My friend Ellen took me to Tauranga, her home, on Sunday after church. We had many adventures along the way. Stopping at Waihi Beach, we got wet as the tide snuck up on us unexpectedly. Then at Leisure Island, we climbed rocks to the highest point, watching the waves crash powerfully on the boulders below us. As we drove home two days later, I thought about those waves. We were listening to a Casting Crowns song that means a lot to both of us – Who am I. Here’s a chunk of it: “Not because of who I am/But because of what you’ve done/Not because of what I’ve done/But because of who you are/ I am a flower quickly fading/Here today and gone tomorrow/A wave tossed in the ocean/A vapour in the wind/Still you hear me when I’m calling/Lord, you catch me when I’m falling/And you’ve told me who I am/I am yours”. I thought about that wave tossed in the ocean. Waves come up as they get close to the shore, or close to the rocks – any time of solid ground. They also come up in storms when the wind is raging and tearing at a ship. One wave crashes, then disappears. I watched those waves there on that island, next to my friend. And I thought without words about the power of God, and the littleness of me. I felt the satisfaction of being called a friend of God, a child of God, a lover of God. I am one little wave in a sea of many – one that comes once, then goes away. But this relational God that gives me family and friends calls me his own. He hears me when I scream to him, when I’m pounding against the rocks; and he hears me as I fall backwards into the sea, my purpose done. He tells me that I am his, and that everything is okay.
On Monday, Ellen and I climbed Mount Maunganui. When we were nearly to the summit, Ellen told me the story of the mountain as I huffed and puffed my way up and up. She said that this mountain and a mountain near New Plymouth called Mount Taranaki were both in love with the same mountain. But she was in love with Taranaki. They fought over her, and when Manunganui lost, he began to tear himself from where he was so he could drown himself in the sea. The mountain was saved and dragged to the place where he is now so that he could be away from the place where he lost his love.
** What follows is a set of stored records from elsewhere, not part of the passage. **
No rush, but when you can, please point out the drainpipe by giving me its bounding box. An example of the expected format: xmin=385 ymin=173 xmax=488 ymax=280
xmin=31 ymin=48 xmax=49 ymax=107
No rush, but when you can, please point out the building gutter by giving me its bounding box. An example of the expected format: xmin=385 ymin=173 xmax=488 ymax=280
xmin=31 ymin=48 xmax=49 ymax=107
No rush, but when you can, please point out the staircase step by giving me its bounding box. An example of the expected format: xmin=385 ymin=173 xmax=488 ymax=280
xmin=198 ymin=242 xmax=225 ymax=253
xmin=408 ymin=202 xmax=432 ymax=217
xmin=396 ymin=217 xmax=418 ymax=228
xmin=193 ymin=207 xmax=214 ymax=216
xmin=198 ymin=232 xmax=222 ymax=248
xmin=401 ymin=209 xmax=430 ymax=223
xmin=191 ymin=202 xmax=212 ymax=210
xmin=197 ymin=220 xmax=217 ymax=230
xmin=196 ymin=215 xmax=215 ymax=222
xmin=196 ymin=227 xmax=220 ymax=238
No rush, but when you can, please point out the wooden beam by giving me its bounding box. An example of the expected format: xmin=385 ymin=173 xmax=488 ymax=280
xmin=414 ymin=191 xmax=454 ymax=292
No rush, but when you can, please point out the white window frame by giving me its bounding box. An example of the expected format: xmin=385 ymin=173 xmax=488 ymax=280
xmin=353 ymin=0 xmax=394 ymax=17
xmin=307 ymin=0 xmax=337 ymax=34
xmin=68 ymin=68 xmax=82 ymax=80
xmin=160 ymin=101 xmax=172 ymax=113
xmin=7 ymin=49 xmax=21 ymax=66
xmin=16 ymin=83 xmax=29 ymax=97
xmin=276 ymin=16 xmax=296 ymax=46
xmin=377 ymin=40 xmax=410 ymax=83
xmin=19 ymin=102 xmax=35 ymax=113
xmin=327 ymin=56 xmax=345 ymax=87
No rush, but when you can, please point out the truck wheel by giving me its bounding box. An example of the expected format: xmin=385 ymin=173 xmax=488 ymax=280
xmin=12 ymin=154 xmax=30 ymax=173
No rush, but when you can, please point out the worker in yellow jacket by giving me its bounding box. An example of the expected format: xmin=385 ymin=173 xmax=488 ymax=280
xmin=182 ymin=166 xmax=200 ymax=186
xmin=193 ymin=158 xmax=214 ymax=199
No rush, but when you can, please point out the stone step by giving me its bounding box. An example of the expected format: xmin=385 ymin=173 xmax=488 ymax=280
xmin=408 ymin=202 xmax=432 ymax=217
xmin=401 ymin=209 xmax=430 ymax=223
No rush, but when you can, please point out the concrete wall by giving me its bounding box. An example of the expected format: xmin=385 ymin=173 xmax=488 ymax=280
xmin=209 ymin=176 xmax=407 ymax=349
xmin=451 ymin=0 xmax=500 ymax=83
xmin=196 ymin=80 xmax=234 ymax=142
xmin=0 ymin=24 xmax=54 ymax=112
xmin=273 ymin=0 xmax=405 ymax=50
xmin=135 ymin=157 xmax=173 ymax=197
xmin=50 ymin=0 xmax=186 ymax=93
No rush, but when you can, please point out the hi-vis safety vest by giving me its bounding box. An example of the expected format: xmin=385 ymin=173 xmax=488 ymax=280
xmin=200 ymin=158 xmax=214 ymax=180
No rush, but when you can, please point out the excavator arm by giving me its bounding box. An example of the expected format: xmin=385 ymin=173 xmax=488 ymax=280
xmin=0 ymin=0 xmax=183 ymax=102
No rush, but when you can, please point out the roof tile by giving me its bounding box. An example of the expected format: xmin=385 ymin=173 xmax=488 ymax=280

He stands there still, looking over the ocean, and we were climbing him that day. Reaching the top, out of breath, face red and puffy, I looked around and smiled. People can connect to stories like that, and reaching the top of that heartbroken mountain, seeing what he sees, and being rescued from a place of failure and ultimate sadness, we were connected to the fact that we had been rescued and replanted. If a mountain like Maunganui can be dragged to safety, so can we, and so can all people.
There were so many other things that happened in Tauranga. I had Turkish Delight and Pavlova. We rewarded ourselves for being hardcore mountain climbers with a marvelous Veggie Burger, and we had yummy gelato. We bought secondhand clothes at an op shop. We edited photos like crazy photography fools. We talked about hard times and we talked about Jesus. It was good. All of it. Life is good. And I’m lucky to have my new friends. I’m lucky to have all that I have. Grace has been good to me, and life is not what I deserve. But it’s what I’m given. And I love it.